A non-obvious combination unleashes the power of electrocyclisation



Long-time readers of this column will know that I love a cycloaddition – I’ve probably run hundreds of them over my career as an organic chemist. There was even a two-hour period immediately before my PhD viva where I could credibly claim to understand the fiendishly complex Woodward–Hoffman rules that were used to rationalise their outcomes in the pencil-and-paper days before computational chemistry. However, I have far less experience with their rarer cousin, the electrocyclisation.

On the surface, these reactions are pretty simple: electrons dance around a cyclic transition state, resulting in a double bond lost and a single bond gained. Although not obvious at a glance, the stereochemical outcome is actually highly predictable, providing your grasp of molecular orbital theory is strong and you have a spare 15 minutes. But if you ask me, predicting the product is the easy part. The greater challenge from a total synthesis point of view is spotting where these reactions fit into a route and can actually add value. Most people, myself included, tend to retrosynthesise by breaking bonds, not moving them. And after the effort of setting up an elaborate substrate to rearrange with often a minimal jump in complexity, you’re left with the feeling that the juice wasn’t worth the squeeze.

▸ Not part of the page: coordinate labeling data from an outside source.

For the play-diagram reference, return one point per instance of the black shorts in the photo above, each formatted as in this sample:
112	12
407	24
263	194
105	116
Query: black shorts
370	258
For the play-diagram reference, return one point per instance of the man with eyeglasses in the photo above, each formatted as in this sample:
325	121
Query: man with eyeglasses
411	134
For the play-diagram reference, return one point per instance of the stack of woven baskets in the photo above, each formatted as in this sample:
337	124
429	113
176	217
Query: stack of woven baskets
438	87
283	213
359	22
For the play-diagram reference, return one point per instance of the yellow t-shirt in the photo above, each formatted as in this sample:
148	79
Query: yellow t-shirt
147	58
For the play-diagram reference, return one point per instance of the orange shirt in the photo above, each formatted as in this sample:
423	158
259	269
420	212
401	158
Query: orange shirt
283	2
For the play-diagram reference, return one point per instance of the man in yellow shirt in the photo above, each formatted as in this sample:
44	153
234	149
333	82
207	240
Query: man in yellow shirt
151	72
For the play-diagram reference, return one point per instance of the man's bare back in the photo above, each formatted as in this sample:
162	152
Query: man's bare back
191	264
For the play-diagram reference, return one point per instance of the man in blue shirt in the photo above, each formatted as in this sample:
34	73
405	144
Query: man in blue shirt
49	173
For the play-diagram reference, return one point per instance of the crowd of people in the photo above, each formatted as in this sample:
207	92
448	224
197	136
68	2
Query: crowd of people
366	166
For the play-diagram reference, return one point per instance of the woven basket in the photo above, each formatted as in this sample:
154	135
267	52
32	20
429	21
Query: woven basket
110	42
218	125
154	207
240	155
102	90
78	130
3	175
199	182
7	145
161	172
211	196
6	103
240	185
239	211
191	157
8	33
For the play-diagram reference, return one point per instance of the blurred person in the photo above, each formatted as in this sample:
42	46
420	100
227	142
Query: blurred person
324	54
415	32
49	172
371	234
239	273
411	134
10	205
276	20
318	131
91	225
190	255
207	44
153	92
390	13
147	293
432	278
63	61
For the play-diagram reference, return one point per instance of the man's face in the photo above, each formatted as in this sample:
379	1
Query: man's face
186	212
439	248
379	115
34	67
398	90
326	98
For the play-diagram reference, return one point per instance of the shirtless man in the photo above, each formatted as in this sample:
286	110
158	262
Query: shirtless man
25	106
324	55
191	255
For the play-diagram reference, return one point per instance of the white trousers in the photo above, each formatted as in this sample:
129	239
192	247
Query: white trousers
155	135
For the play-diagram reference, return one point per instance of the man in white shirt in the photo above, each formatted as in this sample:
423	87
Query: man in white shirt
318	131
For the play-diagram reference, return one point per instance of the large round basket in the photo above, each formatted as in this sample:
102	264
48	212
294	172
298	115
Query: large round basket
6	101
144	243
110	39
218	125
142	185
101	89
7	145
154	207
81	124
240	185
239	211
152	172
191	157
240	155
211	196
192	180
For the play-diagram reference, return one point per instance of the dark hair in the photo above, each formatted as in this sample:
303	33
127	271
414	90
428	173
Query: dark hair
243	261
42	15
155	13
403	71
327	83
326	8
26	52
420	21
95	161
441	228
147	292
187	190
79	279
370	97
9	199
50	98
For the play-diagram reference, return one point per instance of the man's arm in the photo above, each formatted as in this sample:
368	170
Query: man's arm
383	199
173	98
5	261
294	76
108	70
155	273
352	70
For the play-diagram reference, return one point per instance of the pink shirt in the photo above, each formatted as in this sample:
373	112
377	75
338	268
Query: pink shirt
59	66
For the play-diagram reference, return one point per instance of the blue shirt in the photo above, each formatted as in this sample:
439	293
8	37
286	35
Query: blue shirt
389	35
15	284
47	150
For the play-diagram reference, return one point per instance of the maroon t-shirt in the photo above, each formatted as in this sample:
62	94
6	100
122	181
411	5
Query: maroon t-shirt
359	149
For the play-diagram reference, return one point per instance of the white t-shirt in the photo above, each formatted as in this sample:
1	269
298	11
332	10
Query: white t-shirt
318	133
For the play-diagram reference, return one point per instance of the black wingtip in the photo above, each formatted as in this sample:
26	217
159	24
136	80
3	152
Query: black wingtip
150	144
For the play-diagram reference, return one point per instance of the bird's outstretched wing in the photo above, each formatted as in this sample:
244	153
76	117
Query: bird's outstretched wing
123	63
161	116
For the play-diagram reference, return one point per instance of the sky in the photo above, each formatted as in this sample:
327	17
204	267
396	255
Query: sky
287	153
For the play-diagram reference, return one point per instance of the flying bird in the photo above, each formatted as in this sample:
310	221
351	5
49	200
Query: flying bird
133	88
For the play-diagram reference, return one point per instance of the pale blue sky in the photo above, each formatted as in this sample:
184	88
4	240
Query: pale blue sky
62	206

During my postdoctoral studies in the US, the research group I was in would periodically split into teams to tackle a ‘molecule of the month’. The goal was to hone our retrosynthesis skills by devising the best possible total synthesis of some daunting natural product and then defend this proposal to a room of increasingly inebriated and combative chemists at one of our 8pm Monday night group meetings. Free beer was provided; the winner was chosen by a vote and the loser was anyone who had serious work to do the next morning. Some of those nights are a little hazy, but I’m pretty sure that in my two years of participating in these competitions, I never saw an electrocyclisation proposed. And that probably means something.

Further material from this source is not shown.